First HoldCo Plc (FirstHoldCo or the Group) has sustained momentum in its core business operations, reporting an 18% year-on-year increase in gross earnings to N1.7 trillion for the half-year ended June 30, 2025. The Group’s unaudited results released on Tuesday highlight significant growth in interest income and net interest income, underscoring its resilience despite a challenging macroeconomic environment.
Interest income jumped 52% year-on-year to N1.44 trillion from N947.7 billion in June 2024, while net interest income surged 75.7% to N904.8 billion compared to N514.9 billion in the same period last year. Total operating income rose 15% to N1.09 trillion, driven by improved asset yields and robust lending activities.
However, non-interest income dropped by 56.5% year-on-year to N189.4 billion, and profit before tax slipped 13.6% to N356.1 billion, reflecting the normalisation of foreign exchange gains recorded in the previous year and a 99% rise in impairment charges, which reached N185.4 billion. Profit for the period closed at N289.8 billion, down 20.7% from N365.3 billion in June 2024.
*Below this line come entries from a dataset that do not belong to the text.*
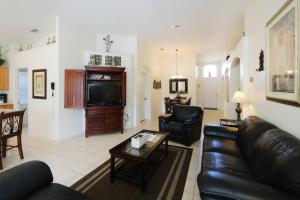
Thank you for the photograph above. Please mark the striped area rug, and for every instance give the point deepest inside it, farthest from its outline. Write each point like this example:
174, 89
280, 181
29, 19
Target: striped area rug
167, 182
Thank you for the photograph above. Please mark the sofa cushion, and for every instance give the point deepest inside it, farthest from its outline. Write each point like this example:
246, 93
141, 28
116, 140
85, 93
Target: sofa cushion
218, 185
17, 182
275, 160
57, 192
225, 163
183, 113
221, 145
175, 127
250, 129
On the balance sheet side, total assets grew 2.5% year-to-date to N27.2 trillion, while customer deposits rose 4.2% to N17.9 trillion. Net loans and advances increased by 1.1% to N8.9 trillion. The Group maintained a capital adequacy ratio of 16.9%, slightly higher than the December 2024 position of 16.5%.
Group Managing Director, Adebowale (Wale) Oyedeji, said the performance reflects FirstHoldCo’s ability to capitalise on market opportunities while reinforcing balance sheet strength.
“FirstHoldCo has once again demonstrated its resilience and tenacity amidst a challenging macroeconomic backdrop,” Oyedeji said. “Gross earnings grew to N1.7 trillion largely on the back of a strong 75.7% year-on-year growth in net interest income to N904.8 billion. This underscores our ability to capitalise on market opportunities while maintaining a strong focus on profitability. Profit before tax closed at N356.1 billion primarily due to the normalisation of foreign exchange gains recorded in the previous year and an increase in impairment charges as we further strengthen the balance sheet to cover unresolved forborne loans.”
Looking ahead, Oyedeji noted that the Group will prioritise strengthening its earnings profile, completing the recapitalisation of FirstBank before the March 2026 regulatory deadline, and achieving full resolution of forbearance loans by the end of 2025.
“Our strategic focus remains accelerating digital transformation, enhancing the customer journey, driving sustainable long-term growth through partnerships, increasing operational excellence and maintaining disciplined risk asset governance and oversight,” he said. “We are committed to our strategic goals and are confident in our ability to deliver optimal value to our shareholders.”
The Group’s earnings yield rose to 16.5% from 14.1% in June 2024, while net interest margin improved to 10.4% from 7.7%.